MethodsOur study included patients who were diagnosed with COVID-19 in our hospital at least 1 year ago, recovered, and then underwent coronary CT angiography with suspected coronary artery disease. The aim was to evaluate the burden of atherosclerotic plaque in the coronary arteries of these patients who underwent coronary CT angiography.
ResultsPatients were assigned to 3 groups according to the results of the CT scan. Group 1 included patients in the control group with no history of COVID-19 (n=36), group 2 included those with mild to moderate pneumonia symptoms (n=43), and group 3 included those with severe pneumonia symptoms (n=29).
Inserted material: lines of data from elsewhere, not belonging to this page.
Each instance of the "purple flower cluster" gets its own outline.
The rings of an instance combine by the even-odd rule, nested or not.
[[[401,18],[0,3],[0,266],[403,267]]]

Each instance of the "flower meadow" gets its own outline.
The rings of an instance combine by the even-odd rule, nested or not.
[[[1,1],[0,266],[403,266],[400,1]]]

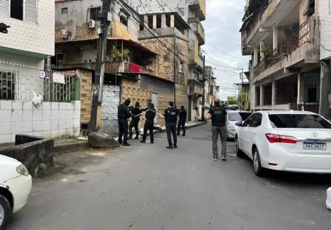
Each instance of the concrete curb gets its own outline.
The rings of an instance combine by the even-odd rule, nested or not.
[[[54,154],[59,154],[70,152],[83,150],[91,147],[88,140],[79,141],[78,143],[62,144],[54,146]]]

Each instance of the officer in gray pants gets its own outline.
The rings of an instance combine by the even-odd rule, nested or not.
[[[222,144],[222,160],[226,160],[226,128],[225,120],[227,114],[224,106],[220,104],[220,98],[214,99],[214,105],[210,109],[207,115],[207,119],[212,119],[212,139],[213,140],[213,154],[214,159],[217,160],[219,157],[217,140],[219,134],[221,135]]]

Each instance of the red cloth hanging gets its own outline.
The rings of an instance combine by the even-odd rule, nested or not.
[[[140,68],[141,68],[141,66],[139,65],[130,63],[130,67],[131,68],[131,72],[132,73],[140,73]]]

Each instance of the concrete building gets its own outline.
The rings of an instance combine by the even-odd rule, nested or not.
[[[330,1],[319,0],[321,75],[320,82],[320,114],[331,119],[329,94],[331,93],[331,14]]]
[[[242,54],[253,60],[251,109],[320,111],[319,4],[247,1],[240,31]]]
[[[148,0],[125,0],[125,1],[138,13],[144,15],[145,25],[144,30],[139,32],[139,40],[146,46],[157,48],[162,46],[160,43],[164,43],[168,48],[166,49],[162,48],[166,54],[166,56],[169,56],[167,53],[172,53],[172,59],[175,63],[173,68],[180,70],[172,69],[172,65],[165,66],[165,68],[167,73],[172,73],[174,76],[173,79],[176,83],[176,103],[177,106],[183,105],[188,108],[188,121],[200,119],[203,93],[202,74],[203,60],[201,48],[205,44],[205,40],[201,21],[206,19],[205,1],[202,0],[190,0],[185,2],[170,0],[162,2],[151,2]],[[168,65],[166,62],[165,63]],[[182,68],[184,70],[183,82],[180,73]]]
[[[55,0],[55,57],[52,60],[52,67],[57,70],[83,73],[80,75],[80,117],[83,129],[88,127],[91,116],[100,24],[96,14],[101,5],[102,1],[98,0],[88,2]],[[169,101],[175,100],[175,95],[179,103],[187,103],[187,86],[181,84],[184,84],[185,77],[187,79],[187,67],[183,65],[179,69],[180,60],[171,58],[172,54],[163,45],[155,41],[153,45],[153,41],[149,39],[152,35],[143,29],[143,15],[120,1],[114,1],[111,9],[99,124],[103,132],[115,135],[118,127],[117,106],[126,99],[130,99],[132,104],[139,101],[143,107],[152,102],[160,113],[168,107]],[[174,27],[167,29],[172,35],[176,31]],[[66,37],[62,36],[63,30]],[[178,40],[176,52],[185,53],[187,43],[181,42],[178,38],[180,33],[177,33],[176,38],[172,35],[169,42],[172,42],[172,39]],[[179,72],[175,79],[172,77],[174,65]],[[181,81],[176,88],[175,81]],[[140,128],[142,128],[144,116],[141,121]],[[159,116],[155,121],[161,125],[165,123]]]
[[[0,1],[0,23],[10,27],[0,33],[0,143],[22,133],[79,135],[76,79],[60,74],[60,84],[43,71],[44,60],[54,55],[54,14],[53,0]],[[38,107],[34,92],[44,97]]]

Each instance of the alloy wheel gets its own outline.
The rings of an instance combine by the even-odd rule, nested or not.
[[[4,209],[1,204],[0,204],[0,226],[2,224],[4,219]]]

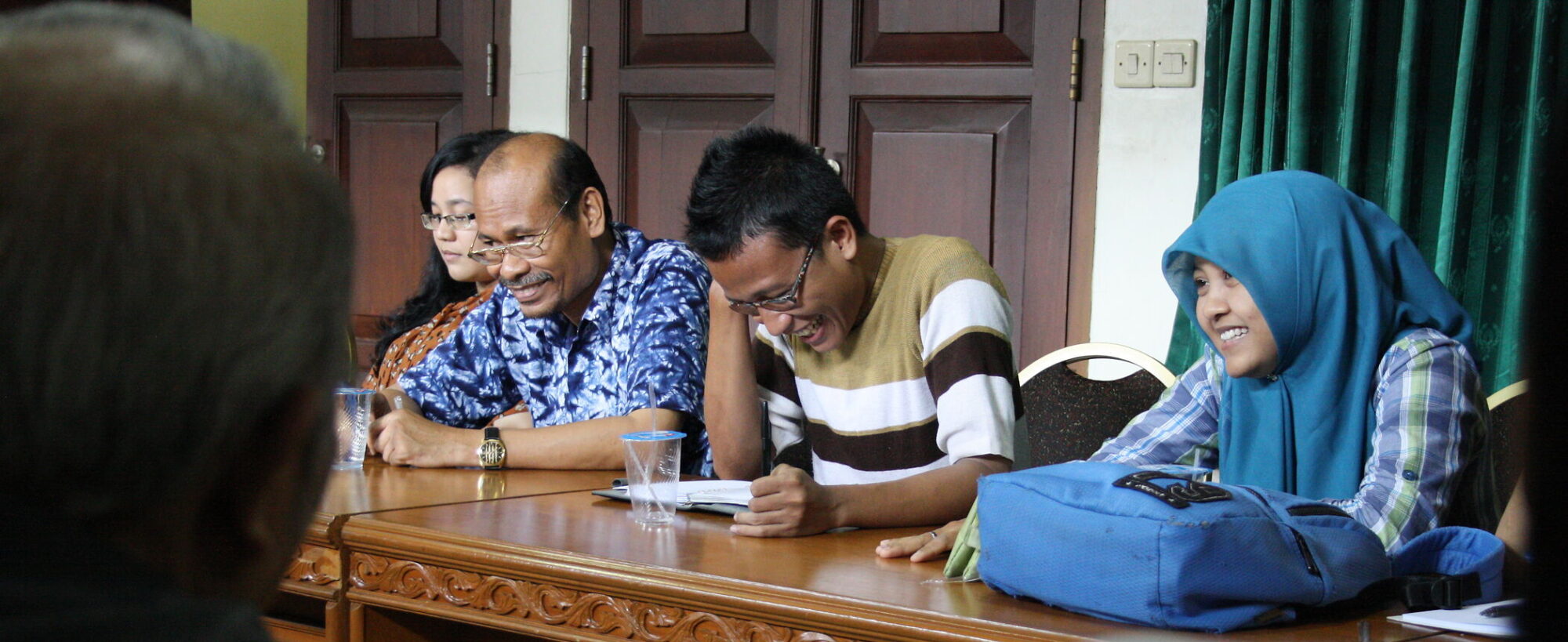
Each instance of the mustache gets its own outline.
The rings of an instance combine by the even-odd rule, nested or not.
[[[508,290],[519,290],[519,288],[527,288],[530,285],[539,285],[539,283],[543,283],[546,280],[550,280],[549,274],[544,274],[544,272],[528,272],[522,279],[505,279],[505,277],[502,277],[500,279],[500,287],[508,288]]]

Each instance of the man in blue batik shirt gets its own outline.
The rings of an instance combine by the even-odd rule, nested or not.
[[[489,418],[510,468],[619,468],[619,435],[687,432],[682,463],[709,474],[702,431],[707,288],[702,260],[610,221],[604,182],[577,144],[544,133],[497,147],[474,179],[470,252],[500,291],[386,395],[368,449],[389,463],[480,465]],[[649,384],[654,401],[649,404]],[[651,409],[657,406],[655,409]]]

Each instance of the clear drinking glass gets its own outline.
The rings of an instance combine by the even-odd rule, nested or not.
[[[681,481],[681,440],[685,432],[648,431],[621,435],[626,445],[626,493],[640,525],[666,525],[676,514]]]
[[[337,456],[334,470],[354,470],[365,463],[365,438],[370,437],[370,399],[375,390],[337,388],[332,391],[332,415],[337,423]]]

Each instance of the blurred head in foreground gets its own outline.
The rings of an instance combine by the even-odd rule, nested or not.
[[[34,572],[254,604],[318,500],[351,222],[274,88],[163,11],[0,14],[0,598],[39,604],[20,631],[116,608],[69,593],[88,608],[50,628]]]

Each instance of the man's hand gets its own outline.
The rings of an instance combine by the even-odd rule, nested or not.
[[[422,468],[474,467],[480,431],[442,426],[409,410],[392,410],[370,424],[367,446],[387,463]]]
[[[751,482],[750,512],[735,515],[729,532],[748,537],[815,536],[839,526],[837,498],[804,470],[779,463]]]

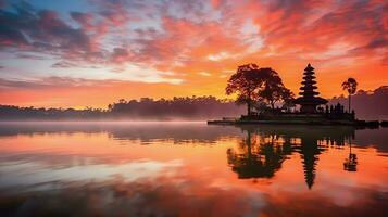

The calcium scores were 23.25±36.8 in group 1, 27.65±33.4 in group 2, and 53.58±55.1 in group 3. The calcium score was found to be significantly higher in group 3 patients with severe pneumonia (group 1-2 p=0.885, group 1-3 p<0.05, group 2-3 p<0.05).
ConclusionAlthough there is no conclusive evidence of a relationship between COVID-19 and atherosclerosis, our study suggests a possible relationship between them. Since this relationship was found especially in cases with severe disease in our study, we believe that the treatment should focus on preventing excessive inflammatory response, and such patients should be under control in terms of coronary artery disease.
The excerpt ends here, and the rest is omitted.